Pour des milliers de personnes dans le pays et près de 4% de la population mondiale, le sommeil devient le meilleur ami de la fatigue.

Un véritable paradoxe car dormir et se reposer restent des gestes essentiels à la santé. Pourtant, c’est bien à cause de ce moment de détente total du corps que les apnées du sommeil apparaissent.

En pleine nuit, la langue et les muscles de la gorge se relâchent ce qui va bloquer le passage de l’air lors de la respiration. On tente alors de respirer, mais l’air ne circule pas à cause de cette obstruction des voies respiratoires.

C’est pourquoi les médecins parlent d’apnées obstructives, ou de syndrome d’apnées obstructives du sommeil (SAOS). La plupart du temps, le souffle est ainsi retenu mécaniquement durant 15 à 20 secondes, parfois même jusqu’à deux minutes!

Et cela se répète jusqu’à 60 fois par heure. Le sommeil d’habitude si paisible et si réparateur prend des allures d’une longue et douloureuse plongée en eau trouble.

D’une simple fatigue aux complications cardiaques

Ronflements, sensation de suffocation provoquent de microréveils au moment où l’on tente de reprendre son souffle. Impossible alors de dormir efficacement.

Sans ce repos réparateur, l’organisme est particulièrement affecté de nuit comme de jour avec des répercussions allant de la simple gêne à l’augmentation de risques de pathologies très graves.

Durant les apnées, la tension artérielle et le travail cardiaque augmentent comme lors d’une apnée sous l’eau par exemple. La multiplication de ces arrêts respiratoires et de la baisse du taux d’oxygène dans le sang représentent alors un stress majeur pour le cœur et le cerveau.

A long terme, les risques de problèmes cardiovasculaires comme l’hypertension ou les accidents vasculaires cérébraux ainsi que les insuffisances cardiaques sont accrus chez les personnes souffrant de ces apnées du sommeil.

Le jour, la fatigue est omniprésente. Cela va de maux de tête au réveil, de troubles de la mémoire, de difficultés pour se concentrer, de période d’irritabilité jusqu’à des somnolences au volant qui peuvent ainsi augmenter les risques d’accidents de la route chez nos plongeurs nocturnes.

La fatigue continuelle peut également engendrer des dépressions. Une récente étude a même montré un lien entre apnée du sommeil et troubles cognitifs chez les femmes âgées.

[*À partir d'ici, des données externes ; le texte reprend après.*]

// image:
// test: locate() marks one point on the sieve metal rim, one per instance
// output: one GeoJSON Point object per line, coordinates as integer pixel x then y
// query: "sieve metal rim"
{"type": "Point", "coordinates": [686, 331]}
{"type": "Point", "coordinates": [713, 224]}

Portrait-robot d’un patient type

Le patient apnéique typique est un homme, car ils sont de 2 à 3 fois plus atteints que les femmes. Il serait âgé d’environ 60 ans, car c’est à partir de cet âge que les muscles deviennent moins toniques et se relâchent, ce qui double voire triple les risques de contracter des apnées du sommeil.

Enfin, cette personne serait en surpoids voire obèse car l’obésité augmente d’environ 7 fois les risques. C’est d’ailleurs le principal facteur aggravant car l’excès de graisse au niveau du cou entraîne un rétrécissement des voies respiratoires. La consommation d’alcool, de sédatifs et de tabac peut aussi multiplier les risques.

Pour respirer: dormez masqués

Heureusement, ces apnées du sommeil peuvent se traiter efficacement. Le traitement de référence à ce jour est le CPAP (continous positive airway pressure). A l’aide d’un masque relié à une petite machine, une pression d’air est maintenue dans les voies respiratoires empêchant ainsi leur fermeture.

Ce masque se porte durant le sommeil, appliqué sur le nez et la bouche, comme si l’on emportait des bouteilles d’oxygène dans nos plongées nocturnes. Bien que ce traitement soit extrêmement efficace: de 70 à 80% de réussite! il faut prendre le temps de s’habituer à dormir avec ce dispositif.

Cela peut paraître inconfortable au début, mais il faut être patient. La diminution des symptômes se fait sentir au bout de 4 à 6 semaines, à condition de porter le masque toutes les nuits.

Ce traitement permet d’améliorer la qualité de vie, la vigilance et la mémoire des personnes atteintes; il permet aussi de faire baisser la pression artérielle en cas d’hypertension.

La réduction de la taille et du bruit émis par les appareils actuels, ainsi que les progrès sur le design et les matériaux utilisés contribuent à rendre ce traitement de moins en moins impressionnant.

Pas question donc de ressembler au commandant Cousteau en pleine exploration sous-marine ni à Dark Vador pour retrouver un sommeil paisible. Promis.